MR imaging demonstrating multiple bilateral restrictions in the diffusion-weighted images in the border zone and the cortex (A and C). Decline in the apparent diffusion coefficient (ADC) (B) corresponding to (A). Fluid attenuated inversion recovery (FLAIR) (C). Bone marrow biopsy revealed hypercellularity with an eosinophilic granulocyte count of 52% and no elevated blast count or fibrosis (D). Transthoracic echocardiogram demonstrated thickened endomyocardium (red arrows) and a floating structure at the mitral valve (green arrow). LV left ventricle, LA left atrium, RA right atrium, and RV right ventricle (E). Pulmonary ground glass opacities of interstitial pulmonary fibrosis on CT scan (F)

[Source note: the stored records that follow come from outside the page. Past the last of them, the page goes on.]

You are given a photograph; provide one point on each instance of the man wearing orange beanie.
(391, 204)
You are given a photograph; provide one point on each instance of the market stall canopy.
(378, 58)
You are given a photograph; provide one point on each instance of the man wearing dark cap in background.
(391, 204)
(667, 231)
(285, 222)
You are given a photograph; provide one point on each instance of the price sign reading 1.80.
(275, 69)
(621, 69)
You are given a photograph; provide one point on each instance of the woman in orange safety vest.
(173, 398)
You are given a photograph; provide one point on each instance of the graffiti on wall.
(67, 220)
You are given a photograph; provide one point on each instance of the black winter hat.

In hypereosinophilia associated with subendocardial fibroses, infarctions in the watershed area due to eosinophilic endothelial changes independent of thromboembolism are common [5]. Moreover, thromboembolic complications are the leading cause of morbidity and mortality in MPN, and the presence of JAK2V617F-mutation as well as the allele burden have been shown to further increase this risk [6]. Promotion of cardiovascular disease has been described for JAK2-mutation by inflammation and neutrophil extracellular trap formation (NET) increasing cardiac dysfunction and thrombosis [7].

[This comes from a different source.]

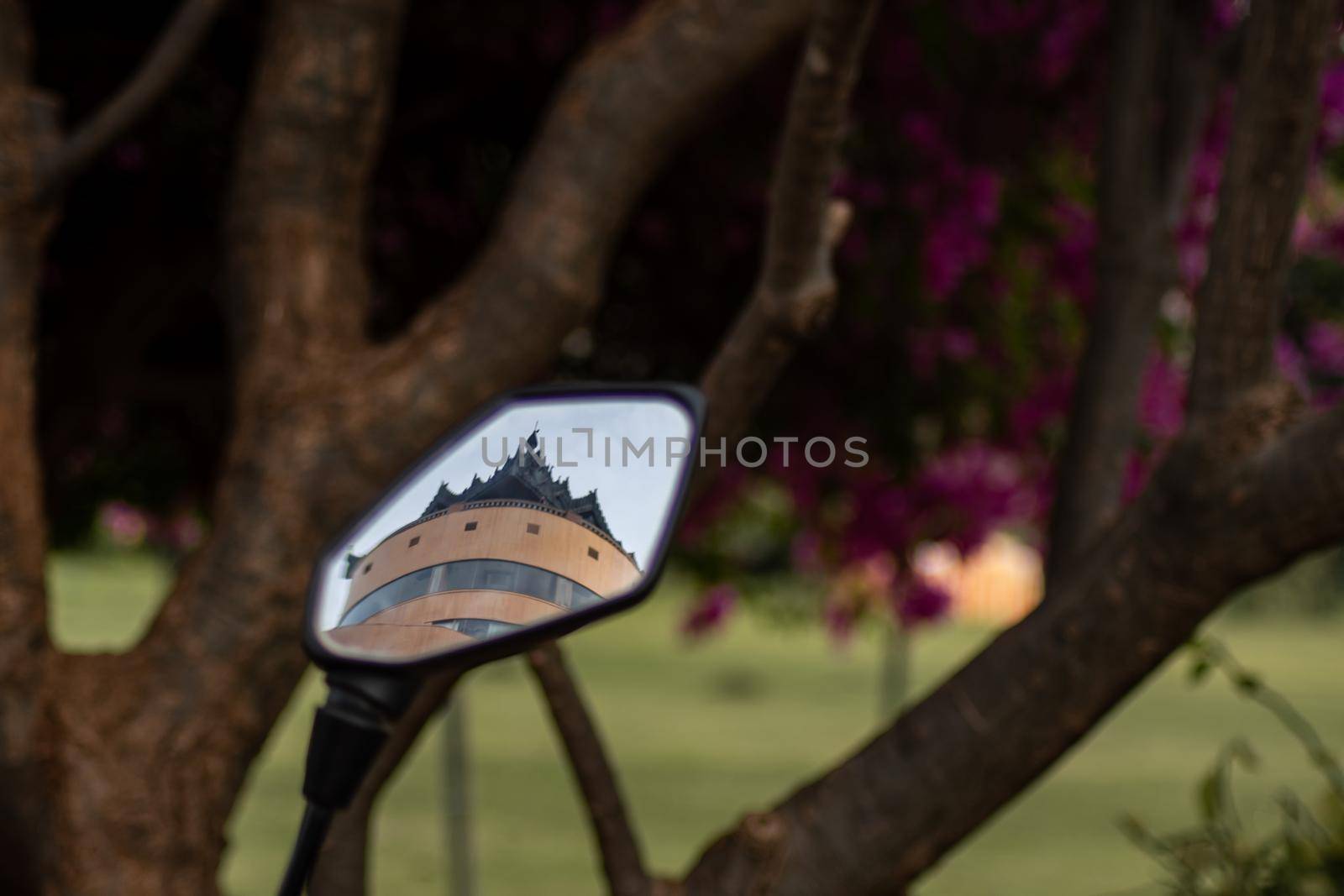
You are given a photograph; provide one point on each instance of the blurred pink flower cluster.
(992, 261)
(127, 526)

By the time of initial presentation of the JAK2exon13InDel-mutation positive CEL in our patient, this mutation had not been described in the literature. Patel et al. (2019) analyzed 4 patients with JAK2exon13InDel-mutations and eosinophilia, two of them with JAK2exon13InDel:p.Leu583_Ala586 DelInsSer,c.1747_1756DelInsT-mutation. This mutation contains a 4-amino-acid deletion (Leu583-Ala586Del) and an 1-amino-acid-insertion (InsSer) causing a conformational change by a rigid α-helix C within the JH2 domain of JAK2, and thus increased tyrosine kinase activity [8]. Recent research has demonstrated the correlation between clonal hematopoiesis of indeterminate potential (CHIP) and increased risk of cardiovascular events as well as ischemic stroke. Mutations in DNMT3A, TET2, ASXL1, and JAK2 are high-risk factors for coronary heart disease [9]. Dorsheimer et al. (2019) found a correlation between clonal size and clinical outcome in chronic heart failure for DNMT3A- and TET2-mutation dependent on variant allele frequency (VAF) [10]. The DNMT3A-mutation in our patient was detected by NGS at initial presentation with a VAF of 34% and at the time of admission to the emergency department with a VAF of 46%. Taking the involvement in cardiovascular function into account, the DNMT3A-mutation may have contributed to the cerebro- and cardiovascular complications in our patient. Patients with JAK2exon13InDel-mutation-associated MPN are at high risk for severe thromboembolic complications, and early initiation of treatment in these patients is essential.